No matter which direction my career goes once my PhD is finished, this opportunity with VUP will help me navigate the varied circles of scholarly writing. If I am hired as a faculty member, the insight that this fellowship is giving me into university press publishing will be both an indispensable resource for my own book projects and a boon for colleagues and graduate students in any department that hires me. If, on the other hand, I do not end up finding a faculty position, this experience at VUP will be the best launching point for a career in publishing (academic or otherwise) that I could ask for.
Even just two months into my year-long fellowship, I have worked on projects across myriad stages in the transformation from idea to manuscript to book. I learned about the role of the faculty editorial committee and their oversight of the Press’s title output. I worked with acquisitions editor Zack Gresham to prepare the docket for these crucial meetings where the editors make their case for why a book should be published. In the process, I not only read over the details of each proposed manuscript to provide an accurate short summary, but also had the opportunity to read the expert peer reviews and the authors’ responses. I also got a small glimpse of the satisfaction (and relief) that Zack must feel when a project he has worked on is accepted, as all six books for the first meeting of the year were approved.
In the weeks since, I have had the opportunity to search for peer reviewers for manuscripts that have been submitted for review, helped put together “pitches” to get the approval of the rest of the VUP staff to take on new projects in development, and worked on various stages in the preparation of a manuscript that has been completed and approved before it gets made into a real book. From the small, invisible aspects of the copyediting process (I never knew how important hyphens and spaces could be), to the big picture discussions of sales patterns and marketing strategy, I feel like I am getting to know the different steps and roles that go into publishing a scholarly monograph.
While I have had my hands deep into individual books in progress, I also have been exposed to conversations about the various trends and concerns that impact the decisions made in scholarly publishing, especially in a higher-ed context. Hearing from Zack about the kinds of books that appeal to VUP and academic presses in general (they don’t want your dissertation!) has been particularly useful as I am thinking about research statements for academic job applications.
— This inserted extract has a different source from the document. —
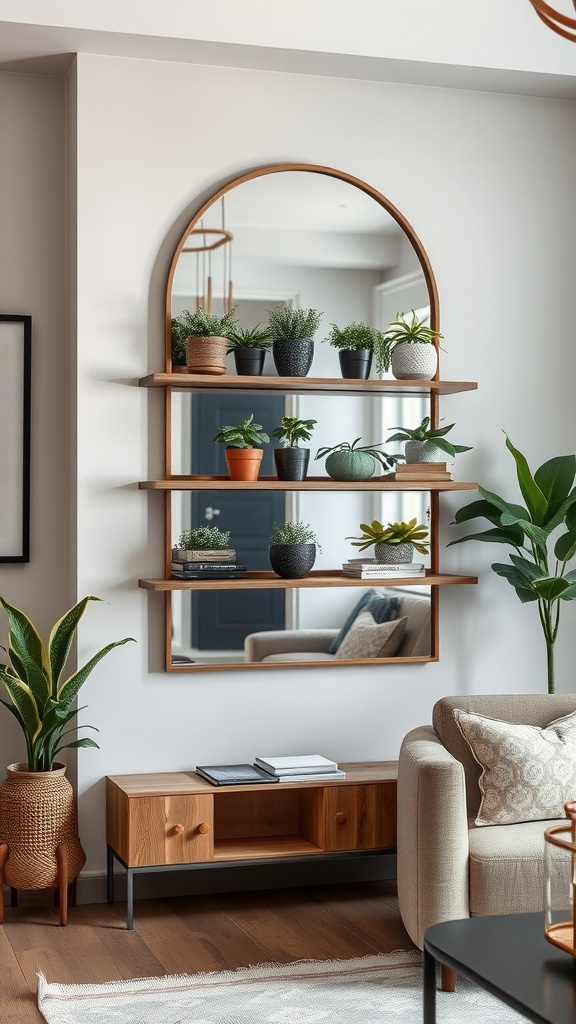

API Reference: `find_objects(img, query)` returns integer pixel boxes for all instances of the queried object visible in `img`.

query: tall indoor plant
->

Casual discussions with Gianna Mosser (the director of VUP) about the economics of book publishing have given me a greater understanding of why scholarly books are so expensive and what strategic decisions must be made to balance mission with financial stability. Learning from Joell Smith-Borne (the managing production editor) about the ins and outs of formatting a manuscript to be copyedited has made me realize how much work goes unnoticed until it is done wrong. I have also found out more about Nashville and its history in the last two months than I had in the four years I have lived here, while working with Betsy Phillips (the marketing and sales manager and regional editor) on a manuscript about part of the local history of desegregation.
One of the aspects of this fellowship at VUP that I am most excited about is the chance to get outside of philosophy. VUP’s main specializations are in disciplines such as Latin American studies, anthropology, and history. Although I have interests in those fields, and my own work in philosophy overlaps with many of the topics that are at the heart of the books that VUP publishes (topics such as race, gender, human rights, etc), I have had little experience in academic disciplines other than my own. The opportunity to get interdisciplinary exposure, sparking new ideas for my own research by seeing what is happening in other fields, is very intellectually stimulating at a point in graduate school where I know sometimes enthusiasm grows thin. I look forward to everything else I will learn in the rest of my time at VUP!